There are many different ideas about what death actually is and what, if anything occurs thereafter. religions in general tend to propose some form of afterlife. there are, in contrast, philosophers and scientists who propose that there is nothing beyond death. Religious ideas are often dualist, meaning that the body and sou (mind) are in some way separate. The scientists and philosophers who see death as the end of existence, when both the connected mind and body perish, have been classified as materialists. Both categories however, have followers who do believe in a an afterlife and so it is not the case that all materialists are atheists. Dualists, nevertheless, are believers because the existence of an immortal soul presupposes an afterlife. .
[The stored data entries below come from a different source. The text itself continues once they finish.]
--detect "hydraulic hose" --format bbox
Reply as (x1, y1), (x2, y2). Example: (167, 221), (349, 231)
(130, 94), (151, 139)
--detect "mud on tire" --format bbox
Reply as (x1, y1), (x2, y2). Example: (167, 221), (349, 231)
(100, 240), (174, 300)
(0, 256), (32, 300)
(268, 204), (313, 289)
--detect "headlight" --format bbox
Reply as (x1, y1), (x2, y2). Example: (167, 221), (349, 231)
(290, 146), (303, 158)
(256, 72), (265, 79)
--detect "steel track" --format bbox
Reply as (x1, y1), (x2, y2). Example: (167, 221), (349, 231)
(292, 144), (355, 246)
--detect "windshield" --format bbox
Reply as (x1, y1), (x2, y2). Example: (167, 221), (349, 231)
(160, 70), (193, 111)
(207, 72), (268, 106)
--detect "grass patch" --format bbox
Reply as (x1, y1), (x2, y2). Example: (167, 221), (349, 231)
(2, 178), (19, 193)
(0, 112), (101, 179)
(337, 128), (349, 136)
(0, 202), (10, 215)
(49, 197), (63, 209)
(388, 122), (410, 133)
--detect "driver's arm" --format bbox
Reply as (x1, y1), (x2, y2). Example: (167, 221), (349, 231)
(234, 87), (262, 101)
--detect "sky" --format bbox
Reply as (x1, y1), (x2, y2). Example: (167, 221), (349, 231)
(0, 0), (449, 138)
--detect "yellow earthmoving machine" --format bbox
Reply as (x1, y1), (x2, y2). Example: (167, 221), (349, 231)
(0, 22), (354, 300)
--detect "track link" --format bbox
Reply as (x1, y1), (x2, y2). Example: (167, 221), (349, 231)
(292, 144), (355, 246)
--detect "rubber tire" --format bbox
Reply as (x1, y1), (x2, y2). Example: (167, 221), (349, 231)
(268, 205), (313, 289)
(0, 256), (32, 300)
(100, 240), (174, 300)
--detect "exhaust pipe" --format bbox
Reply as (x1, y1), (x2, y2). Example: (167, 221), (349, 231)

Dualism, is the idea that the body and soul are separate entities, and is not as straight forward as it sounds. Different religions and thinkers have proposed a variety of ways in which the mind or soul survives following the demise of the body. Even as far back as ancient Greece this debate was alive, with plate and Aristotle taking very different lines of thought. Plato was a dualist and he said the real identity of a person lies within their soul. He says that the body and the mind are in opposition and often demands of the body take over. He says that the soul has existed prior to being in the present body and on death it leaves the body. Plato created four arguments for the existence of the soul: linguistic, recollection, knowledge and cycle of opposites. Stephen Evans and Magee were supporters of plato's arguments. .
A later theory of dualism was arrived at by Rene Descartes. He coined the famous phrase 'i think therefore i am'. As a result, Descartes believed that there is a separate, non physical mind whose essence is to think. According the dualists our mind/soul is the only thing that is essential to us. Plato compares the soul to the chariot driver in the chariot analogy which is trying to direct the two horses of the chariot.